During Oracle Open World 2012 the ADF Product Management team announced a new OTN website, the ADF Architecture Square. While OOW represents a great opportunity to let customers know about new and exciting developments, the problem with making announcements during OOW however is customers are bombarded with so many messages that it's easy to miss something important.
So in this blog post I'd like to highlight as part of the ADF Architecture Square website, one of the initial core offerings is a new document entitled ADF Code Guidelines.
Now the title of this document should hopefully make it obvious what the document contains, but what's the purpose of the document, why did Oracle create it?
Personally having worked as an ADF consultant before joining Oracle, one thing I noted amongst ADF customers who had successfully deployed production systems, that they all approached software development in a professional and engineered way, and all of these customers had their own guideline documents on ADF best practices, conventions and recommendations. These documents designed to be consumed by their own staff to ensure ADF applications were "built right", typically sourced their guidelines from their team's own expert learnings, and the huge amount of ADF technical collateral that is publicly available. Maybe from manuals and whitepapers, presentations and blog posts, some written by Oracle and some written by independent sources.
Now this is all good and well for the teams that have gone through this effort, gathering all the information and putting it into structured documents, kudos to them. But for new customers who want to break into the ADF space, who have project pressures to deliver ADF solutions without necessarily working on assembling best practices, creating such a document is understandably (regrettably?) a low priority.
So in recognising this hurdle, at Oracle we've devised the ADF Code Guidelines. This document sets out ADF code guidelines, practices and conventions for applications built using ADF Business Components and ADF Faces Rich Client (release 11g and greater).
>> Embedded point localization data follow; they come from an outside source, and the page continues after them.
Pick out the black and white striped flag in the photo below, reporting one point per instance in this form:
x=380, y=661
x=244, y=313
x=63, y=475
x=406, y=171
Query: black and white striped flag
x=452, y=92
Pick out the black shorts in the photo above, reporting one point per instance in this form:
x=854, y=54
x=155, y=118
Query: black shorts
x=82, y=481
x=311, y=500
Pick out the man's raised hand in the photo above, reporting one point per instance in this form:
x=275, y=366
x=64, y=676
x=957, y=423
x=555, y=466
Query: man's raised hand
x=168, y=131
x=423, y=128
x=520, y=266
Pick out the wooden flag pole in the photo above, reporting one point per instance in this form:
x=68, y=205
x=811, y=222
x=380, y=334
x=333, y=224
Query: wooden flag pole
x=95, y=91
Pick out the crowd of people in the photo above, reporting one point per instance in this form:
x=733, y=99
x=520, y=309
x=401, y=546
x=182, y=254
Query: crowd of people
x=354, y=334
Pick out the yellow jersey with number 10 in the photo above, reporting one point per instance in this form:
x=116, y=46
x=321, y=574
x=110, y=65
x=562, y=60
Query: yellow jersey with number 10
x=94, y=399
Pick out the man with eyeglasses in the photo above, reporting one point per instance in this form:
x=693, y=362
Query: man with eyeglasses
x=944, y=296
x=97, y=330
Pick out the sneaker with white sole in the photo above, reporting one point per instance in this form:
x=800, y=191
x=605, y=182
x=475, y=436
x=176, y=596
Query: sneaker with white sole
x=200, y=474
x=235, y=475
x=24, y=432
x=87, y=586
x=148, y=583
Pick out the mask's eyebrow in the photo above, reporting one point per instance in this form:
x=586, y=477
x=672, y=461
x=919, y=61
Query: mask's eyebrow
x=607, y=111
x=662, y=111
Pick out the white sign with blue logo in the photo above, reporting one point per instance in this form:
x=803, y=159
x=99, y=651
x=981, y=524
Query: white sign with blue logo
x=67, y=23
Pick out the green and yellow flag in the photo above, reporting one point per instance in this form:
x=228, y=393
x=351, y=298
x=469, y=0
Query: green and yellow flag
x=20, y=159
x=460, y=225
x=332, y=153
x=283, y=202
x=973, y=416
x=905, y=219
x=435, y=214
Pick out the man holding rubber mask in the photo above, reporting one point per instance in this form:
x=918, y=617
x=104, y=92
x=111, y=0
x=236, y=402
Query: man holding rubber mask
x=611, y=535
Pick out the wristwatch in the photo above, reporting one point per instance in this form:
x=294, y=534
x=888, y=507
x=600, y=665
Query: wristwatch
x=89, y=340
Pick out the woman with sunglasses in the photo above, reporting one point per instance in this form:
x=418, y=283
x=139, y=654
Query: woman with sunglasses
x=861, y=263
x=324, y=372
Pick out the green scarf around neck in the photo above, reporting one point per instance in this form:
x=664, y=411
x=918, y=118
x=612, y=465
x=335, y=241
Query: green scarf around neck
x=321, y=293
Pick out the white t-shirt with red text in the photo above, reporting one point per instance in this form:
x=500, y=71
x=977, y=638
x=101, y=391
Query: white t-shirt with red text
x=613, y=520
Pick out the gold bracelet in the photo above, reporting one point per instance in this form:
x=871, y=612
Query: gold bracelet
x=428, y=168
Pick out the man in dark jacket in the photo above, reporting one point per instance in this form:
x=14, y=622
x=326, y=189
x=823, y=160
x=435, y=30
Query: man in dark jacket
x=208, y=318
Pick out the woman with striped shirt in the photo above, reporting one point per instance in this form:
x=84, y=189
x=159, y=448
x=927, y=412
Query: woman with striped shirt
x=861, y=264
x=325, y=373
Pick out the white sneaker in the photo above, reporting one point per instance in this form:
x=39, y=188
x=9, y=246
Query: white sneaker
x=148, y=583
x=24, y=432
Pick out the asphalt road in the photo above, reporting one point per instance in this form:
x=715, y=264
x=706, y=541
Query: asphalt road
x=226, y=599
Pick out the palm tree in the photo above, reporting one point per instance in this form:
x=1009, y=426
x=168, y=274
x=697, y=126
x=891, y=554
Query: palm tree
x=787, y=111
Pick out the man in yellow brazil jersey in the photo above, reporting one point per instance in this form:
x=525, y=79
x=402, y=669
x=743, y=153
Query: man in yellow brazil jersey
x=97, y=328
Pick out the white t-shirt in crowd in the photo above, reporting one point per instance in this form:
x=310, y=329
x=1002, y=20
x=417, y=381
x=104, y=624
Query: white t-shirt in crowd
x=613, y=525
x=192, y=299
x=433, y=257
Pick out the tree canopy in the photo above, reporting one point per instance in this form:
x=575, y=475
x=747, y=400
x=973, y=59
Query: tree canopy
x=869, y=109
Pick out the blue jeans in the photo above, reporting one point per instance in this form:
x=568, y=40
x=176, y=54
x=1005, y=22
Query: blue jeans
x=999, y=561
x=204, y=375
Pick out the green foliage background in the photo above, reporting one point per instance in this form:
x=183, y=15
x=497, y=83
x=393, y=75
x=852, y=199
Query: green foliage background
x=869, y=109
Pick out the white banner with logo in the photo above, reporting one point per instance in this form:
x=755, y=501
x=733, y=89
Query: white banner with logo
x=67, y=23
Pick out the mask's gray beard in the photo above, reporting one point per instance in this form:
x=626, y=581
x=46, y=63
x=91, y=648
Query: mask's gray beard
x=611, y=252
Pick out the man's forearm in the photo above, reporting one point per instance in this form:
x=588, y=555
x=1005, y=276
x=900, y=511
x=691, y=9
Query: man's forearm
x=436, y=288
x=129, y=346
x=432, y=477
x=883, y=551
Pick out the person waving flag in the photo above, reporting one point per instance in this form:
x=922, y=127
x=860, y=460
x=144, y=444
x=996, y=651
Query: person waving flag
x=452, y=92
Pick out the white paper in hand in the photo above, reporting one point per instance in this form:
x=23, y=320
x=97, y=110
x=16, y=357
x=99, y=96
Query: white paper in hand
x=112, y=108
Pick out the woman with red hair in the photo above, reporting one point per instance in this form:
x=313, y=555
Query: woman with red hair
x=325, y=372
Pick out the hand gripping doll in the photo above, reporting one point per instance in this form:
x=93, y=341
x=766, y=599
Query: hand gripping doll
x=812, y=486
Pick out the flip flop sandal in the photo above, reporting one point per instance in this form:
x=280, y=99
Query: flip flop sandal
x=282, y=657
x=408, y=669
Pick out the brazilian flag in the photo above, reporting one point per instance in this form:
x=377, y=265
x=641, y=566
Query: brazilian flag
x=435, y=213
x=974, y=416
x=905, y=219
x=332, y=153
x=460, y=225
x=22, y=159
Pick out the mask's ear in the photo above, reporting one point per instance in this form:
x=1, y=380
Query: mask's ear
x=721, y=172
The guidelines are summarized from a number of Oracle documents and other 3rd party collateral, with the goal of giving developers and development teams a short circuit on producing their own best practices collateral.
The document is not a final production, but a living document that will be extended to cover new information as discovered or as the ADF framework changes.
Readers are encouraged to discuss the guidelines on the ADF EMG and provide constructive feedback to me (Chris Muir) via the ADF EMG Issue Tracker.
We hope you'll find the ADF Code Guidelines useful and look forward to providing updates in the near future.